Unannounced, though long feared, the bulldozers arrived on Dec. 20. In mere hours, not a trace remained of the Amos Morse House (circa 1800) at 77 North St., a Foxboro icon listed on the National Register of Historic Places.
As Town Historian Jack Authelet and historical commission Chairman Mark Ferencik eloquently documented in Reporter editorials, the Morse property was not part of the Stadium complex’s original footprint when the Kraft Group acquired the landmark two decades ago. Robert Kraft was heard to say that he planned to restore the structure, perhaps as a handsome meeting center.
Instead, the Kraft Group allowed the house to deteriorate. Mr. Kraft replied to none of the entreaties by the Foxboro Historical Commission, which proposed several collaborations and ideas for appropriate uses for the structure — including making it home of the Myra Kraft Charitable Foundation. Instead, the Kraft Group obtained a permit for demolition.
The loss of the Amos Morse House is only the most insulting of the expanding Kraft intrusions into the landscape of Foxboro, as neighborhoods and woods are bulldozed for off-site parking and other unforeseen uses.
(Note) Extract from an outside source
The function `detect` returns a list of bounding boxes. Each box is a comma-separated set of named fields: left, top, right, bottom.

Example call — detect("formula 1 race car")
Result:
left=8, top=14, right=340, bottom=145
Foxboro has been a generous host to the Kraft empire, which admittedly provides welcome (and elaborately publicized) charitable and social events for the region. But the smallness, meanness — and seeming vindictiveness — of the Morse House affair reveals the Kraft Group for what it really is — a predatory business with little regard for the long-term character and values of the community in which it operates.